If you’re the security tech lead for your team, for instance, your extra duties will focus on that area – making sure other teams within the company are following the same security strategy as yours, for instance, and showing team members the best way to implement encryption or other security techniques.
What skills do tech leads need?
In order to fill the role of tech lead, you must have deep technical skills, but that doesn’t necessarily mean having all the answers. Again, this could mean that you have some specialized area of knowledge that you become a point person for on your team, or that you simply have superior programming chops. But being a great developer is essential for this role.
That said, choosing a tech lead isn’t just a matter of figuring out who the best programmer on the team is and hanging a fancy title on them. A tech lead also needs the people skills that are important for the management track. A skilled programmer, for instance, may be tempted to just yank tricky problems away from other team members and solve them alone – but that’s a recipe for burnout, and doesn’t help your team grow. As a tech lead, you need to have the patience and communication skills necessary to mentor other team members and try to get them on your level as you review their code.
Those communication skills will come in handy in all the other aspects of the job as well: dealing with management’s concerns and translating them into terms your teammates can understand, for instance, or talking to tech leads on other teams and coming up with a common alliance on shared issues, rather than devolving into arguing or finger-pointing.
What are the challenges to the tech lead role?
Developers becoming tech leads may find the increased burden of communication requirements and people management responsibilities to be their heaviest lift. As such, you should think carefully about how you’d feel about spending much of your day in that realm before taking on the role. Keep in mind that the more time spent on tasks associated with being a tech lead means less time spent writing code – and if coding is your real passion, then you might want to think twice.
Tech leads in most organizations are considered a role assigned to a developer, rather than a job title in and of itself. The unfortunate consequence of this is that the role is often not accompanied by an increase in pay, especially in larger or more bureaucratic organizations where pay is banded based on official job titles and managers have little leeway to offer raises. (See this Stack Exchange thread from a developer who found themselves in this predicament for a lively discussion on the subject.) If you’re worrying about taking on extra responsibility without a corresponding increase in compensation, your worries might be well founded.
How can I become a tech lead?
The tech lead role can be a valuable experience for developers who are considering exploring the management track. Because it is often a relatively informal designation, one generally does not apply to become a tech lead in some formal way. Rather, if you’re interested, discuss the possibility with your manager.
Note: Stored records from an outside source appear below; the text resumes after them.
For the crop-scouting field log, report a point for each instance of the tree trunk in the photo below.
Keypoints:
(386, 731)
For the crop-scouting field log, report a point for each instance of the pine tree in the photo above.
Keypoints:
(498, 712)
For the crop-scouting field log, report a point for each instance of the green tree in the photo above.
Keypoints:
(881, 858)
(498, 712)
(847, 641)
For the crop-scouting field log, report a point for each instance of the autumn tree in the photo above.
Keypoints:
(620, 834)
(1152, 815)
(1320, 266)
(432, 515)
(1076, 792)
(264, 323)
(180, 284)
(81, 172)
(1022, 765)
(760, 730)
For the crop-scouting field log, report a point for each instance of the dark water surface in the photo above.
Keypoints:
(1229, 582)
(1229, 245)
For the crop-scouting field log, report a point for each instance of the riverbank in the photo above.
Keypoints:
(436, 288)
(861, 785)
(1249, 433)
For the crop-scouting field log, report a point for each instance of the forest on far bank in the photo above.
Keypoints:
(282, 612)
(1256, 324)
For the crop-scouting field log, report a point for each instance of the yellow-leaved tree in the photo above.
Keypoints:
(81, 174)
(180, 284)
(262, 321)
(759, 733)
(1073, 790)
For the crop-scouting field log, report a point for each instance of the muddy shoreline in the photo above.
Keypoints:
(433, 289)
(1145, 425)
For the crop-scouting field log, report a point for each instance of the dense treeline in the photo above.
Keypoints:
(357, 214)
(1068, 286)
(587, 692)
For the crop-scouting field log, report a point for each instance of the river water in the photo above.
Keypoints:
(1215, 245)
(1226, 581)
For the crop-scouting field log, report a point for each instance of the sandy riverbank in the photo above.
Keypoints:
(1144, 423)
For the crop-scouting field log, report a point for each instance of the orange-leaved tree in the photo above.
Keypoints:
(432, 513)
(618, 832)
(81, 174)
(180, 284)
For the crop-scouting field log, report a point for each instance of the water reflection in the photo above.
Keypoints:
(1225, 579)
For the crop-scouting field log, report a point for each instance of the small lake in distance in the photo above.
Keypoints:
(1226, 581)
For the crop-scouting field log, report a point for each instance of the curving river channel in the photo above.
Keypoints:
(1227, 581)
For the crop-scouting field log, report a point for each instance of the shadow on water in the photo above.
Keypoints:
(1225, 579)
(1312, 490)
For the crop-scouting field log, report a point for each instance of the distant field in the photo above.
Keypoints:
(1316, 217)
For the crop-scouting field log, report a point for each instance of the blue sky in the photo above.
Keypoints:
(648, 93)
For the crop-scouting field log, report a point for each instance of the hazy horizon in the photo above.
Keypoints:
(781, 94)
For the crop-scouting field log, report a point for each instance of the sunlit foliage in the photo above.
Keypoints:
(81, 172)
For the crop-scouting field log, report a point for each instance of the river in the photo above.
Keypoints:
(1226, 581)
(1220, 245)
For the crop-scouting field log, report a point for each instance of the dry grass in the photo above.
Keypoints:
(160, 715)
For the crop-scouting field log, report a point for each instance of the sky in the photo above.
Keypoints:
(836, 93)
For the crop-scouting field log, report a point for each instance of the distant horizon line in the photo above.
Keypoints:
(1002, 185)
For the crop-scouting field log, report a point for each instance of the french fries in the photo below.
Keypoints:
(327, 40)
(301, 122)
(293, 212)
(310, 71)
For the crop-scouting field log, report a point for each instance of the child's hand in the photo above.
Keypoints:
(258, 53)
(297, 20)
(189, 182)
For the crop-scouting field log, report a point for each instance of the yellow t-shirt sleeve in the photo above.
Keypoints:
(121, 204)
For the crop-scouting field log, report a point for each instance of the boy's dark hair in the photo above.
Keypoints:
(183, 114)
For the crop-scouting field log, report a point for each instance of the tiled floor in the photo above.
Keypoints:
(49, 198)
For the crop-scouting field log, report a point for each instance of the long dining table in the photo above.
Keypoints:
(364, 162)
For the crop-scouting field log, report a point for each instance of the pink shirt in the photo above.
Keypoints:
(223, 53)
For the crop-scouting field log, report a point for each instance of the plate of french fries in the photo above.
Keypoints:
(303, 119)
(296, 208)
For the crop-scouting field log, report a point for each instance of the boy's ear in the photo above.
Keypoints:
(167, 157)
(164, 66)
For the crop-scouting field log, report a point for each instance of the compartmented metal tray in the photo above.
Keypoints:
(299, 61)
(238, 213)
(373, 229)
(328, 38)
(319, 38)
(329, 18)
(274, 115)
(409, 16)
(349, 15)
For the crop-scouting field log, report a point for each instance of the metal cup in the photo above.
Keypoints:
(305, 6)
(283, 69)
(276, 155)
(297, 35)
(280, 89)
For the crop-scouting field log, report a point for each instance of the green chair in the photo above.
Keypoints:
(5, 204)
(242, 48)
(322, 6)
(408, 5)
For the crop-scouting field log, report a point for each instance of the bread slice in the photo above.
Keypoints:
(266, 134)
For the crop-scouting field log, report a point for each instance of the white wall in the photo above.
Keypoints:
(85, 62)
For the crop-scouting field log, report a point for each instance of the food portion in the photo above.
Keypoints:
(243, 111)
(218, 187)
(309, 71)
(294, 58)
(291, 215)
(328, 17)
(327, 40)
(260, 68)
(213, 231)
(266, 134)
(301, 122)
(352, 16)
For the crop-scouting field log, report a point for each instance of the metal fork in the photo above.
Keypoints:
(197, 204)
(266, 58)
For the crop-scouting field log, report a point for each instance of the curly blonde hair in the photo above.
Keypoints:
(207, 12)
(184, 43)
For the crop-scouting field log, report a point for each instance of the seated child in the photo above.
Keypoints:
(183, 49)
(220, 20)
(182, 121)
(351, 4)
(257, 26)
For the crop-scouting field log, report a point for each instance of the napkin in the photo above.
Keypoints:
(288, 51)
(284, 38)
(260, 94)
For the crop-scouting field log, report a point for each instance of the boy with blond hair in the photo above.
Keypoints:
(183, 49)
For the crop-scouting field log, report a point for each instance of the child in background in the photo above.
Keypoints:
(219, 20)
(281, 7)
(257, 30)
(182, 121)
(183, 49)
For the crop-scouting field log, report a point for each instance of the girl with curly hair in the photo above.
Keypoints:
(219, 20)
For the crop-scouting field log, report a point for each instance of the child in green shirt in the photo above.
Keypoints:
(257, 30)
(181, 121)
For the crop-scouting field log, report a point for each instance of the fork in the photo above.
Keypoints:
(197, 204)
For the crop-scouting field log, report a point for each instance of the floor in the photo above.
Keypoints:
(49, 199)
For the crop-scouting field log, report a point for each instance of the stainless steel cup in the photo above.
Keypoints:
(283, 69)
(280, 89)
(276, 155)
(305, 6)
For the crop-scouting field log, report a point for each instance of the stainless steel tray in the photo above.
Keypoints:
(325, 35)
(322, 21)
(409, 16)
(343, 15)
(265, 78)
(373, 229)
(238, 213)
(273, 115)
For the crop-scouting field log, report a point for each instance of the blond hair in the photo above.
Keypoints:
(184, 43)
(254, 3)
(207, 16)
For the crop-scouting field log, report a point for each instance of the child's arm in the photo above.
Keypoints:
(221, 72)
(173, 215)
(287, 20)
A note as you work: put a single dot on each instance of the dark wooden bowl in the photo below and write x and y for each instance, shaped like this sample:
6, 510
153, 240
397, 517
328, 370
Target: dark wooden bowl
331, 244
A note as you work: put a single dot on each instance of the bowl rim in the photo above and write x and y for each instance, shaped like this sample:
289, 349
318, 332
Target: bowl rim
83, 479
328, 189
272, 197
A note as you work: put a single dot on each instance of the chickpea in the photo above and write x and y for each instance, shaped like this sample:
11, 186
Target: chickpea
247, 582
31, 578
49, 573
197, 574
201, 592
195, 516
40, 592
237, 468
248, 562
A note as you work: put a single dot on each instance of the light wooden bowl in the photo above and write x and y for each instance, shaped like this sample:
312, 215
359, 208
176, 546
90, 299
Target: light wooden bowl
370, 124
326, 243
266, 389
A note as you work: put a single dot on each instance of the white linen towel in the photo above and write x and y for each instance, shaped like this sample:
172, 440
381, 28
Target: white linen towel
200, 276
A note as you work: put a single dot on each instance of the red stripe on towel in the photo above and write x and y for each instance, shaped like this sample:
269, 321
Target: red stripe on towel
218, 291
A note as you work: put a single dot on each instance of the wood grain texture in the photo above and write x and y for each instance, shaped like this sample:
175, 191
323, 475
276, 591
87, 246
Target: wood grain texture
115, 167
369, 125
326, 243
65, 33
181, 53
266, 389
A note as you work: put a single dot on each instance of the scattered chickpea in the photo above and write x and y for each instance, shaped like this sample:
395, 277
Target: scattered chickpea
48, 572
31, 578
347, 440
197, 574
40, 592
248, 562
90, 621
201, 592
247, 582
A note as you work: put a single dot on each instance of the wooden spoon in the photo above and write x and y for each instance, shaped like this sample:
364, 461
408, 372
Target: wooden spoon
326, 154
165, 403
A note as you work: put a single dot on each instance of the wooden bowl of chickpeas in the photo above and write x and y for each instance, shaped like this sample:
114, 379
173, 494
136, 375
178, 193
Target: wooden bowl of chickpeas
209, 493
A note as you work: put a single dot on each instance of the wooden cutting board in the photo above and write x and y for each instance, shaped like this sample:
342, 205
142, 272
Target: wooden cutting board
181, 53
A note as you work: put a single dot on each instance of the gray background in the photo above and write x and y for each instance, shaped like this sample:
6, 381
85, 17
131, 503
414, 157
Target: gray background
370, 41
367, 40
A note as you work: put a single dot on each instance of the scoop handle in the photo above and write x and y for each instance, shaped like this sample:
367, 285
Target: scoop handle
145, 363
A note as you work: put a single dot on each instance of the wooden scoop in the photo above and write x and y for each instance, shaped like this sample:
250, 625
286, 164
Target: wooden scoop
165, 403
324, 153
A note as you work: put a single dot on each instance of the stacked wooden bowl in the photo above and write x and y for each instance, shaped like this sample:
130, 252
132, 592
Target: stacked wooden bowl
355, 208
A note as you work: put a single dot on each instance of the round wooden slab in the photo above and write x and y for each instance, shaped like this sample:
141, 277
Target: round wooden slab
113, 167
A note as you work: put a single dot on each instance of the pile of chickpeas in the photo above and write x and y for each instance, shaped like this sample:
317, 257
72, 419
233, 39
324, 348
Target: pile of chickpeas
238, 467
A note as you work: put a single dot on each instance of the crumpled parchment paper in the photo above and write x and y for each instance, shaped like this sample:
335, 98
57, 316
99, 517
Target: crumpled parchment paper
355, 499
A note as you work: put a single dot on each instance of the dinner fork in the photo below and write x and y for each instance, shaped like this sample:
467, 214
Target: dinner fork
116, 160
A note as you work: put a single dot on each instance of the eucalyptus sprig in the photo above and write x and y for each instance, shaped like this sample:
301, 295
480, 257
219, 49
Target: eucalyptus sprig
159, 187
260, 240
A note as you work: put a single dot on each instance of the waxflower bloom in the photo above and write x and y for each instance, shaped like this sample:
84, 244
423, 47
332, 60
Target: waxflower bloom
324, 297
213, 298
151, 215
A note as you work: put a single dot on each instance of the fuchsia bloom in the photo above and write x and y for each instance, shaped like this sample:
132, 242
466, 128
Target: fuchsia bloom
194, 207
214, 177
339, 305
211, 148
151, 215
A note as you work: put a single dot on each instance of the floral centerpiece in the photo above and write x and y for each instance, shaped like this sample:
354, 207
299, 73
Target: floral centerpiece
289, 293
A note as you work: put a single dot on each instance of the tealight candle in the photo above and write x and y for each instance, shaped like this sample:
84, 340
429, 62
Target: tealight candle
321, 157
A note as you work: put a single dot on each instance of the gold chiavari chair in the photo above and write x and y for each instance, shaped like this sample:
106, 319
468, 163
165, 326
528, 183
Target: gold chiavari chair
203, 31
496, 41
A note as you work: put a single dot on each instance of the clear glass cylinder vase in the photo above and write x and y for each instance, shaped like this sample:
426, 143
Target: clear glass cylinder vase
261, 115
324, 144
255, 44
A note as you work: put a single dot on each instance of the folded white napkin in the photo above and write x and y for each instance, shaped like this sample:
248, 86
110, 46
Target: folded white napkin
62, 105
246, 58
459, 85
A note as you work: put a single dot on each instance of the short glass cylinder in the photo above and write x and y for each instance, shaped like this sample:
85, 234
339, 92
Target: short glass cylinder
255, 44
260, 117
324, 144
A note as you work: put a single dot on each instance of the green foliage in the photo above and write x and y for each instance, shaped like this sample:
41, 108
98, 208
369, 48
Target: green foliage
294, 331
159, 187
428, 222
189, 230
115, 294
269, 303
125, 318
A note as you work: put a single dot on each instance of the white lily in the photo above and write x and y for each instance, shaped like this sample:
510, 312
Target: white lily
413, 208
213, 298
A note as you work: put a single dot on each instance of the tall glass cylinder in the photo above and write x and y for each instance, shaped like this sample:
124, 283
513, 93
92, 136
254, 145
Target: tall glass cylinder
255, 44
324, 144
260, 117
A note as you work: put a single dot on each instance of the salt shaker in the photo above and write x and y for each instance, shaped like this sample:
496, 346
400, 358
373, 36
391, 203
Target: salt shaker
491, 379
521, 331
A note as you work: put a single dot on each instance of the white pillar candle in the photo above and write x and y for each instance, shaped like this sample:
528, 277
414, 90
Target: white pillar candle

Be ready to showcase some ways that you’ve already served as a leader or specialist among your peers, and to discuss the parameters of your new role to avoid the potential for burnout.
If nothing else, a tech lead designation can be a feather in your cap when you’re angling for a true promotion, either internally at your current employer or when sending your resume out to other organizations.
Conversely, if you decide management and people skills maybe aren’t for you, transitioning out of the role is much less of a big deal than looking to get “demoted” back to a developer from lead engineer or engineering manager. But for many, serving as a tech lead can be rewarding in and of itself and also the start of a journey to bigger and better things.